The ten folios of the Sacramentary of Metz are among the finest examples of illumination made at the scriptorium of the monastery of St. Martin at Tours in the second half of the ninth century. Classical in style and yet unmistakably Carolingian, its pages are jewels of medieval calligraphy and illumination. Made under royal patronage, likely Charles the Bald, it overtly illustrates the divine right of kings and the marriage of church and state. Every aspect of the manuscript is of the highest quality from its rich colors and gold lettering to its purple pages and ornate frames.
A sacramentary is a liturgical book containing the texts to be read aloud by the officiant of a Mass, usually presupposing a bishop. Charlemagne requested a current version of the Roman Rite from Pope Hadrian in the late eighth century, which is a version of the Gregorian edition.
This manuscript is named for the city of Metz in northeast France, an important religious center in the Carolingian period. Charles the Bald was crowned in the basilica there and this event is commemorated in the first image in the sacramentary.
The Stunning Harmony of Text and Image
The sacramentary contains six figural images including a representation of Charles the Bald and of Pope Gregory I. Perhaps the finest example of the melding of text and image can be seen in the “Te Igitur” page on fol. 6v where the T of “Te” bears a crucified Christ. Thus the word that introduces the first prayer of the Canon of the Mass becomes a representation of the physical and spiritual sacrifice being celebrated.
Another approach to blending text and image is seen on fol. 4r where the V and D of “Vere Dignum” are formed from gold interlace that visually dissolves among the frills of acanthus all set in a bejeweled frame.
Exquisite Classical and Carolingian Scripts
The Sacramentary of Metz contains the Gregorian version of the Canon of the Mass in Latin. It is incomplete but preserves the major readings. The first pages are written in Roman uncial over eleven lines in alternating gold, blue, and red inks. The scribe often embedded letters within letters lending an elegant and modern flair to the Classical style.

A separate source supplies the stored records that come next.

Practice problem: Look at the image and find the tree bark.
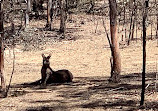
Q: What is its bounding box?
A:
[46,0,52,30]
[109,0,121,83]
[0,1,6,97]
[25,0,31,27]
[59,0,67,38]
[140,0,149,106]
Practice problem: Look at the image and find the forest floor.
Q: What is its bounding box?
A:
[0,14,158,111]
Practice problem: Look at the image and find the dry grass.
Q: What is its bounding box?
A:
[0,15,158,111]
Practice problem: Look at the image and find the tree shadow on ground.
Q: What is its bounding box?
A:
[9,73,158,111]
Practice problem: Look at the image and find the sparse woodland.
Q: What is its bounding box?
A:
[0,0,158,111]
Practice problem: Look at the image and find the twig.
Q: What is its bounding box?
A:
[108,87,124,92]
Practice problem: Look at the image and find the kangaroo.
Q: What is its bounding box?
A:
[41,54,73,86]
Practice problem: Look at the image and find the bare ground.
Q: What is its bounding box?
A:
[0,14,158,111]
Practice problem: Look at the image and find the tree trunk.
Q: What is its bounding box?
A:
[25,0,31,27]
[140,0,149,106]
[0,1,6,97]
[109,0,121,83]
[59,0,67,38]
[46,0,52,30]
[128,0,136,45]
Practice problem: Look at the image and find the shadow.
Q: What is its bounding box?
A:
[9,73,158,111]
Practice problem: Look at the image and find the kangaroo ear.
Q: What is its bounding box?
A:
[42,54,46,58]
[47,54,52,59]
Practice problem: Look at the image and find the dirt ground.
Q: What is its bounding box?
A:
[0,14,158,111]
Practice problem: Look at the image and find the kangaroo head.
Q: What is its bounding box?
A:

Later readings are executed in Carolingian minuscule in gold and accented with fields of purple. This blending of old and new is indicative of the approach of the Carolingian artists to harness the power of antiquity and make it meaningful and vital within their own society.
A Jewel of French Culture
The early life of the Sacramentary of Metz is unknown. In the seventeenth century, it entered the collection of Jean-Baptiste Colbert, the Comptroller General and Secretary of State under Louis XIV. Colbert collected fine manuscripts from across Europe and the Near East. In 1732, the collection was sold by his grandson to Louis XV’s Bibliothèque Royale, today the Bibliothèque Nationale.